Transatlantische Beziehungen US-Botschafter Coats fordert Entgegenkommen Europas

US-Botschafter Coats hat Entwarnung gegeben: Seinen Worten nach werden die USA auch nach der Wiederwahl von George W. Bush keine deutsche Soldaten für den Irak anfordern. Der als Nachfolger von Pentagonchef Rumsfeld gehandelte Coats verlangte von den Europäern jedoch mehr Engagement für die transatlantischen Beziehungen.


Coats: "Man sagt nie nie zum US-Präsidenten"
AP

Coats: "Man sagt nie nie zum US-Präsidenten"

Frankfurt am Main - "Die US-Regierung hat akzeptiert, dass Deutschland in vorhersehbarer Zukunft keine Bundeswehrsoldaten in den Irak senden wird. Wir hoffen auf andere Wege der Unterstützung", sagte Daniel Coats, dem "Handelsblatt". Der US-Botschafter in Deutschland verlangt jedoch einen größeren Beitrag Europas zur Verbesserung der transatlantischen Beziehungen.

Dazu erklärte Coats: "Ich glaube, dass positive Schritte jetzt auch von europäischer Seite kommen müssen." Dabei verwies er auf die Bemühungen der USA in diese Richtung: "Denken Sie an die Einladung des Bundeskanzlers nach Washington Anfang des Jahres oder die Ermutigung für die Vermittlung der drei EU-Außenminister im Atomstreit mit Iran."

Zu Berichten, wonach er Ambitionen auf die Nachfolge von US-Verteidigungsminister Donald Rumsfeld haben soll, hielt sich Coats bedeckt.

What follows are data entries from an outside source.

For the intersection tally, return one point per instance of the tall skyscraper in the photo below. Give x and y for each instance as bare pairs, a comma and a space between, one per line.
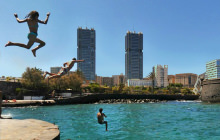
213, 69
55, 69
86, 51
161, 75
133, 55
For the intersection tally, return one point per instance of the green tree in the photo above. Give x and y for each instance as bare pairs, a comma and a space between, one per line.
32, 79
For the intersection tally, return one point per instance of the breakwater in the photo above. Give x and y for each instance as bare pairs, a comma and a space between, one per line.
28, 129
102, 98
95, 98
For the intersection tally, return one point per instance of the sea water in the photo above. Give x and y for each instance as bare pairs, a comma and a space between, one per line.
149, 121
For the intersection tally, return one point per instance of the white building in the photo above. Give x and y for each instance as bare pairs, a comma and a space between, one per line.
161, 75
55, 69
138, 82
213, 69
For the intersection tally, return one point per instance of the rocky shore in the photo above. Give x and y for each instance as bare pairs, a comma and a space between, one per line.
128, 101
102, 98
28, 129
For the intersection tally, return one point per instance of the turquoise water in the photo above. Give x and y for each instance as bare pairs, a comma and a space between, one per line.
149, 121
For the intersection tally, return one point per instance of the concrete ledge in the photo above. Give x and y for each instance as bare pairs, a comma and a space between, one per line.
28, 130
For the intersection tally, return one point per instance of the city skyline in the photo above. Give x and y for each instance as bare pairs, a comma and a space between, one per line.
181, 34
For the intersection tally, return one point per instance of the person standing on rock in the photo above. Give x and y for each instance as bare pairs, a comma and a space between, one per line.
100, 117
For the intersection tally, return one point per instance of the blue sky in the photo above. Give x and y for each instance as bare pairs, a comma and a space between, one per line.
183, 34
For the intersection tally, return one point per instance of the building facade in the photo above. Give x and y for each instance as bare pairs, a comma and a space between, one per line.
133, 55
86, 50
54, 69
186, 79
138, 82
171, 79
107, 81
161, 75
213, 69
118, 79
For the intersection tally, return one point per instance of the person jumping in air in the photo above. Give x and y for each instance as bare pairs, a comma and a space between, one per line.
100, 117
32, 21
66, 67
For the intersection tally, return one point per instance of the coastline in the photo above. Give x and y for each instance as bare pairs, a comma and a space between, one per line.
90, 98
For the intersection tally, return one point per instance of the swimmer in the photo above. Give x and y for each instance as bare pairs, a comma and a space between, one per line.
100, 117
32, 21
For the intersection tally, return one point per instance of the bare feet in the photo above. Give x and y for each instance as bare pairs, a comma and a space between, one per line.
8, 44
34, 52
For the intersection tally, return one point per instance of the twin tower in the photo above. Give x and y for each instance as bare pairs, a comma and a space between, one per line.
86, 50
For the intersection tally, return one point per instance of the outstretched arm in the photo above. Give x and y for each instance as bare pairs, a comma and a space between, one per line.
19, 21
46, 20
64, 64
104, 115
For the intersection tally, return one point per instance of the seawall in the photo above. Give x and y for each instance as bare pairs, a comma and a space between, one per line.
93, 98
211, 90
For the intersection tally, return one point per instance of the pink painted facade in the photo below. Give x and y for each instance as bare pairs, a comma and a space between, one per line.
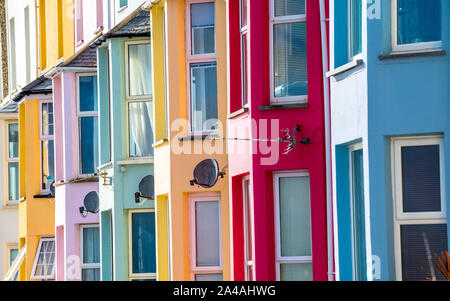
248, 159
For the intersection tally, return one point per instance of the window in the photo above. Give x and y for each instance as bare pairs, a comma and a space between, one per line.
206, 244
79, 21
12, 41
88, 123
355, 28
358, 213
13, 161
416, 25
90, 253
288, 47
202, 67
139, 99
47, 146
248, 230
420, 221
293, 226
244, 50
44, 263
142, 245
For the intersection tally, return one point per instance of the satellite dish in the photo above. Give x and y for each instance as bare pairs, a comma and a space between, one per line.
91, 202
52, 188
206, 173
147, 187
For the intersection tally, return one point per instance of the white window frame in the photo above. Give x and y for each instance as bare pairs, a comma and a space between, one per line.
279, 260
132, 99
193, 200
87, 266
80, 115
134, 276
248, 198
8, 161
275, 21
43, 138
414, 47
197, 59
425, 218
359, 56
244, 68
36, 258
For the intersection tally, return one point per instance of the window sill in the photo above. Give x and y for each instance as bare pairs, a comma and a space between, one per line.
139, 161
401, 55
283, 106
237, 113
344, 68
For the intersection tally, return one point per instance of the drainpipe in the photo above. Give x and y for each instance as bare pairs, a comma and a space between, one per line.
326, 94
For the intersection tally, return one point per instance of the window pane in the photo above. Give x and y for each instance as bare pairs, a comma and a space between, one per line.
295, 216
203, 28
296, 272
141, 128
88, 93
416, 239
13, 181
289, 43
13, 139
48, 163
91, 245
289, 7
140, 69
359, 240
89, 145
207, 227
143, 242
355, 27
419, 21
90, 275
204, 97
47, 119
209, 277
421, 178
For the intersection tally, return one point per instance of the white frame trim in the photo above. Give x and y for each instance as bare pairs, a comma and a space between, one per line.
193, 199
9, 160
81, 115
131, 99
88, 266
414, 47
197, 59
45, 138
133, 276
36, 258
275, 21
401, 218
248, 199
279, 260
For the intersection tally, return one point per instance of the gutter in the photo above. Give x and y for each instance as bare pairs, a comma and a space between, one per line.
326, 96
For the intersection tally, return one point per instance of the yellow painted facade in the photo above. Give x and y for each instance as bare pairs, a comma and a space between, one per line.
173, 171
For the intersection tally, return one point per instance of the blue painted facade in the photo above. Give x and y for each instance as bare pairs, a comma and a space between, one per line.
373, 101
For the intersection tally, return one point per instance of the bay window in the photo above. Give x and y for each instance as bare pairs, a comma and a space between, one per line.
13, 161
142, 242
416, 25
201, 66
88, 123
293, 226
289, 76
47, 145
206, 244
420, 217
139, 100
90, 253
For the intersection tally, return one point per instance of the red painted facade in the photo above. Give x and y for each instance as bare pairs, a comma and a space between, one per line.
309, 157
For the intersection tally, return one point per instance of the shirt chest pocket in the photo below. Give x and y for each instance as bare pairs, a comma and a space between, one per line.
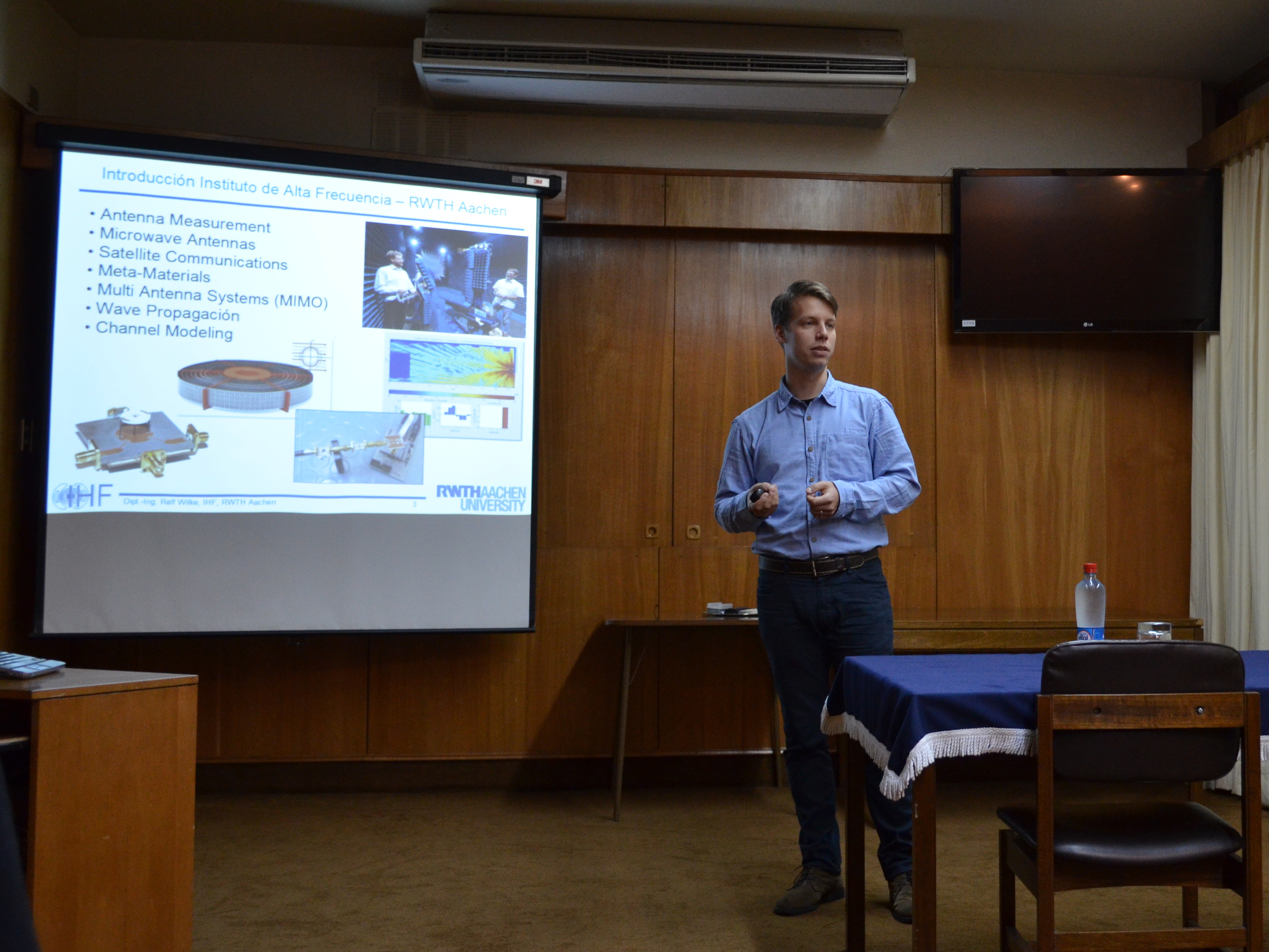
847, 456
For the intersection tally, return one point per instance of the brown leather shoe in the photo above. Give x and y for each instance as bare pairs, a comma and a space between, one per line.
811, 890
902, 898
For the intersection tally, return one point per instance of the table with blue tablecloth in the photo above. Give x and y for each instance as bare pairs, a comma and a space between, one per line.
907, 713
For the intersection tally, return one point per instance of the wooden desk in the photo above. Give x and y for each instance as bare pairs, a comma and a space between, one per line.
984, 638
629, 626
111, 809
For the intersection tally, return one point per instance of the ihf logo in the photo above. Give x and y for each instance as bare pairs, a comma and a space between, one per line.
80, 495
486, 499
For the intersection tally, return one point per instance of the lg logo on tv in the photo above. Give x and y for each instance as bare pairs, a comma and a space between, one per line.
82, 495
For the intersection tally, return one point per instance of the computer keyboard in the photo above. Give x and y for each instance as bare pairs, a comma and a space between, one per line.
26, 667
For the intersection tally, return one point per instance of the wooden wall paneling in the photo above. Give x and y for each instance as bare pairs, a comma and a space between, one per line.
447, 695
616, 199
574, 661
715, 686
191, 656
692, 577
814, 205
714, 691
912, 573
604, 452
294, 699
1147, 420
1227, 140
1022, 469
726, 358
111, 871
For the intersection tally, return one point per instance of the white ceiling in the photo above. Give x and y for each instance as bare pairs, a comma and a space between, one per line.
1206, 40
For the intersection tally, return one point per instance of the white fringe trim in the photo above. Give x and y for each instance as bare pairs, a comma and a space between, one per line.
970, 742
975, 742
1233, 781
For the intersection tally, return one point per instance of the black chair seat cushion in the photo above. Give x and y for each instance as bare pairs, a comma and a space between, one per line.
1130, 834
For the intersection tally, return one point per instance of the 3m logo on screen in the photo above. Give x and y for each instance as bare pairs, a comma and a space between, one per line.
486, 499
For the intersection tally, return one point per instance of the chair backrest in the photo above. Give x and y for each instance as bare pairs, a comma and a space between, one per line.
1144, 668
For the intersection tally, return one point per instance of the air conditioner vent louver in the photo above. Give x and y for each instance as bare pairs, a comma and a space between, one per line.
668, 60
645, 68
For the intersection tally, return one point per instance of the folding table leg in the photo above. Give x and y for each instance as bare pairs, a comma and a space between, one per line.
622, 708
926, 894
853, 781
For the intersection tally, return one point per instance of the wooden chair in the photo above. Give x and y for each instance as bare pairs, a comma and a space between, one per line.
1137, 711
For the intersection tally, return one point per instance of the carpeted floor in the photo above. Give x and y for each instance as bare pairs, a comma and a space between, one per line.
686, 870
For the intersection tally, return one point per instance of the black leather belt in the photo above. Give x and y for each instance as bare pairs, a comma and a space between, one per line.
818, 567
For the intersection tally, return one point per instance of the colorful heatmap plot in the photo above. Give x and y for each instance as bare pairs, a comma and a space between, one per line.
460, 365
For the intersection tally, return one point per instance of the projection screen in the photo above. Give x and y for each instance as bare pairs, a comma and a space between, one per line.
287, 400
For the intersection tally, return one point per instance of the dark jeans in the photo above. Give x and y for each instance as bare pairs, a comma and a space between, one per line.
809, 625
394, 315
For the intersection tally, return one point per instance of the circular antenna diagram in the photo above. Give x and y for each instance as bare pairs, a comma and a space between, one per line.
245, 386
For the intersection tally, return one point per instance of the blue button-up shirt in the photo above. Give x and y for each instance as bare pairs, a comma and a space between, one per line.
847, 434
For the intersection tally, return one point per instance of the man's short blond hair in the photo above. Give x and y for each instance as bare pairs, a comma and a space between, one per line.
782, 308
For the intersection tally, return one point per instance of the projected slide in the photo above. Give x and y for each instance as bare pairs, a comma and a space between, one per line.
237, 339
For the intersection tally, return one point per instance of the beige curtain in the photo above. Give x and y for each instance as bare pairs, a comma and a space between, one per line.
1230, 484
1230, 490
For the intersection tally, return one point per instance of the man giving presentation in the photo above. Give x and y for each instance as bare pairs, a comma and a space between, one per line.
813, 470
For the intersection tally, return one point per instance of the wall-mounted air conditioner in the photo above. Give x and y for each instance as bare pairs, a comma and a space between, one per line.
554, 64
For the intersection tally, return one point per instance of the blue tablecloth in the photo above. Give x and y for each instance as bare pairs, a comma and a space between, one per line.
908, 711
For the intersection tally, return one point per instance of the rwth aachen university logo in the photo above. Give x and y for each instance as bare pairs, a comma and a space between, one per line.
486, 499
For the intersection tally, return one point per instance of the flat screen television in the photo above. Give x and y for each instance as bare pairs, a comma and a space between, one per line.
1085, 251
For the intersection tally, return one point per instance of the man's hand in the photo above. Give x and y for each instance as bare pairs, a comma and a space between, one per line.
823, 498
766, 504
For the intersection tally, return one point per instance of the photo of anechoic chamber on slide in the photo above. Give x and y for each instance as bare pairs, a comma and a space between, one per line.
441, 280
336, 446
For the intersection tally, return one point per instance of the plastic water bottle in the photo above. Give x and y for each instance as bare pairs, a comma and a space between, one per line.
1090, 606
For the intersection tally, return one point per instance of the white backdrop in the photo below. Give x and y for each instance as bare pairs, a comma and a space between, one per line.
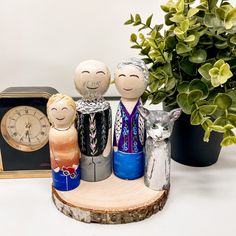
42, 41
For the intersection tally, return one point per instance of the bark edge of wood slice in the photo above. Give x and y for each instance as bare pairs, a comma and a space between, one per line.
111, 201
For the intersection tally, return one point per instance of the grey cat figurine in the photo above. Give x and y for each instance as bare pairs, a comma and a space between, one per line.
159, 125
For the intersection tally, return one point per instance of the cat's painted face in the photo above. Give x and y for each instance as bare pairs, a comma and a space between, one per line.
159, 124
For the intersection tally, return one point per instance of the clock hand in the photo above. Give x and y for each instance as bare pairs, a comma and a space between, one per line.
27, 135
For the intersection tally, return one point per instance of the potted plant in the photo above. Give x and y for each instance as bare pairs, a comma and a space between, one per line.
192, 65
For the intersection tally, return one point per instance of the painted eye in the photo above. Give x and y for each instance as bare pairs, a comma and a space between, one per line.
165, 128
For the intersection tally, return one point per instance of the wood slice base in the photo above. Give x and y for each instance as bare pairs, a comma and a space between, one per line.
111, 201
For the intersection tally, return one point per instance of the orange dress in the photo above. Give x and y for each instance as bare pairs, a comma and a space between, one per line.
64, 149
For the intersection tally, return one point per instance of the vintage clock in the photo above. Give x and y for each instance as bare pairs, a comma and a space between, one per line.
24, 132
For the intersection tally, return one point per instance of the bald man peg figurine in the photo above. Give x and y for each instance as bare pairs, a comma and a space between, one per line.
94, 123
131, 80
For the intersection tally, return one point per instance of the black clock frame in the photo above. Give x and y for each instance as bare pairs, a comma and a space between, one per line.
11, 158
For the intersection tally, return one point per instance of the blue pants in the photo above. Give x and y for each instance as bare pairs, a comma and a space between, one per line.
64, 181
128, 165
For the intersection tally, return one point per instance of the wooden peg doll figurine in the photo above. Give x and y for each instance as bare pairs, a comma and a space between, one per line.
131, 79
63, 142
94, 122
159, 125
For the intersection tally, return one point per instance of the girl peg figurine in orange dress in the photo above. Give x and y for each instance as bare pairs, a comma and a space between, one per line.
63, 142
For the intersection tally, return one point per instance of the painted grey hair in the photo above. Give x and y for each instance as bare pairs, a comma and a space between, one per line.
139, 64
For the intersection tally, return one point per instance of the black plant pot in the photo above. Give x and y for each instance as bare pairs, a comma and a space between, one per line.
188, 147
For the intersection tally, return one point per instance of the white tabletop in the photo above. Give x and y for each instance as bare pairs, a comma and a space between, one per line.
202, 202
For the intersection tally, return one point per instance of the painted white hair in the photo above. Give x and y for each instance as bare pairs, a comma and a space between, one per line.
139, 64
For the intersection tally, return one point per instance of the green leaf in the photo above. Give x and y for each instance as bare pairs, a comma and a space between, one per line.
196, 117
221, 121
207, 135
133, 38
178, 31
190, 38
130, 21
136, 46
204, 71
233, 40
218, 128
192, 12
188, 67
147, 60
208, 109
170, 84
228, 141
165, 8
232, 119
198, 56
184, 25
221, 45
182, 100
154, 86
182, 48
199, 85
146, 50
223, 101
170, 42
145, 96
180, 6
194, 96
183, 87
214, 72
228, 127
219, 63
158, 97
211, 21
149, 20
177, 18
206, 123
225, 73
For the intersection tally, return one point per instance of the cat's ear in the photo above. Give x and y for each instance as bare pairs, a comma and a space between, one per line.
144, 112
175, 114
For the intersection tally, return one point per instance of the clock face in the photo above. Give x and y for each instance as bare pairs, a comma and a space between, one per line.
25, 128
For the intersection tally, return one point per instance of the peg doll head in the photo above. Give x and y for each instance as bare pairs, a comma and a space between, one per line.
61, 110
92, 79
131, 78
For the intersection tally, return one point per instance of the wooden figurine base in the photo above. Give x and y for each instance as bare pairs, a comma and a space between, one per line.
111, 201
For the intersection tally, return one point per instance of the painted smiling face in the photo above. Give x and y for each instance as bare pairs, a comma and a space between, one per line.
61, 111
92, 79
129, 81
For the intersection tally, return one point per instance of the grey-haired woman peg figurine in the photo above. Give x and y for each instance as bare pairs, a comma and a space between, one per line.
94, 122
131, 79
159, 125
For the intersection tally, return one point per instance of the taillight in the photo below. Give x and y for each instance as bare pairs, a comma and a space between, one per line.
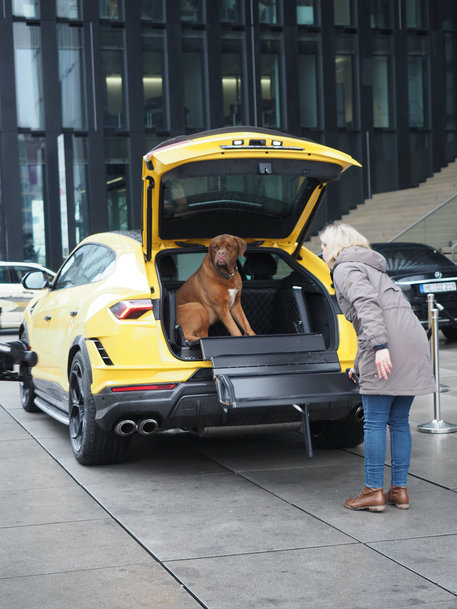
131, 309
158, 387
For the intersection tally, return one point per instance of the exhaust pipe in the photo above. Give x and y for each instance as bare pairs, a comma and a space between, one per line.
126, 427
146, 427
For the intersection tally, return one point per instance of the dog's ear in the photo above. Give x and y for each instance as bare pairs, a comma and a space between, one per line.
242, 245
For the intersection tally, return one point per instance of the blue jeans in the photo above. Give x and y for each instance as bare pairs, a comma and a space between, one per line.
380, 411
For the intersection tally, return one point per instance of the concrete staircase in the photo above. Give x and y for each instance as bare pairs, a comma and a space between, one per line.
386, 214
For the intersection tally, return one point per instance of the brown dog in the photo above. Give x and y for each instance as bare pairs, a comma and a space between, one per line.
213, 292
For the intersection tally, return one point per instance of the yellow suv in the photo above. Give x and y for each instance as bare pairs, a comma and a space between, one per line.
112, 360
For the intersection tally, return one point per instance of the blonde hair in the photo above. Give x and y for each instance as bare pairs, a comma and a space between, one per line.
336, 237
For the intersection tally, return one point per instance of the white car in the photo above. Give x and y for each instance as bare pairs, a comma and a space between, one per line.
13, 296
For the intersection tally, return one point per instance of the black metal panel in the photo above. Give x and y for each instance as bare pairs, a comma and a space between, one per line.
288, 388
260, 345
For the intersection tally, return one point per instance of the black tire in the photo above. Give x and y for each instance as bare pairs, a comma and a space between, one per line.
450, 334
90, 443
337, 434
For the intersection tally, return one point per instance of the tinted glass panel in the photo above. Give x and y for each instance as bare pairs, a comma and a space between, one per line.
153, 76
305, 12
270, 82
111, 9
112, 56
87, 264
71, 76
26, 8
247, 197
232, 81
194, 83
32, 163
268, 11
308, 83
191, 10
152, 9
29, 82
231, 10
116, 183
343, 11
412, 257
71, 9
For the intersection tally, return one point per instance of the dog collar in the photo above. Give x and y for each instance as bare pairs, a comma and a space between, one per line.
224, 275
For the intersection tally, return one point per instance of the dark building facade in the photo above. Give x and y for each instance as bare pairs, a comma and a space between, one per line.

Die Darstellung in vielen Medien sei nicht korrekt, und er habe nichts getan, um diese Spekulationen zu ermutigen.

Bei einem konkreten Angebot wäre er aber durchaus offen: "Man sagt nie nie zum US-Präsidenten. Falls er mich fragen würde, ob ich zu seinem Team gehören möchte, würde ich dies sicher ernsthaft erwägen. Es stimmt, ich habe viel Erfahrung in Sicherheitsfragen - aber das gilt für viele", sagte er laut der Zeitung. In jedem Fall wolle er nach Ende seiner Amtsperiode als Botschafter Anfang 2005 in die USA zurückkehren.

Struck sagte im ZDF, er habe keine Probleme damit, wenn Rumsfeld im Amt bleibt. Nach anfänglichen Schwierigkeiten habe man sich aneinander gewöhnt. "Wir haben beide die gleiche raue Art", erklärte der SPD-Politiker. Insofern werde bei den Treffen immer Klartext gesprochen. Die deutsch-amerikanischen Beziehungen seien - abgesehen von der unterschiedlichen Auffassung zum Irak - völlig intakt.

Struck sagte weiter, die amerikanische Regierung wisse auch, wo Deutschland bereits hilft, und verwies auf das Engagement in Nachbarländern Iraks und die finanzielle Unterstützung.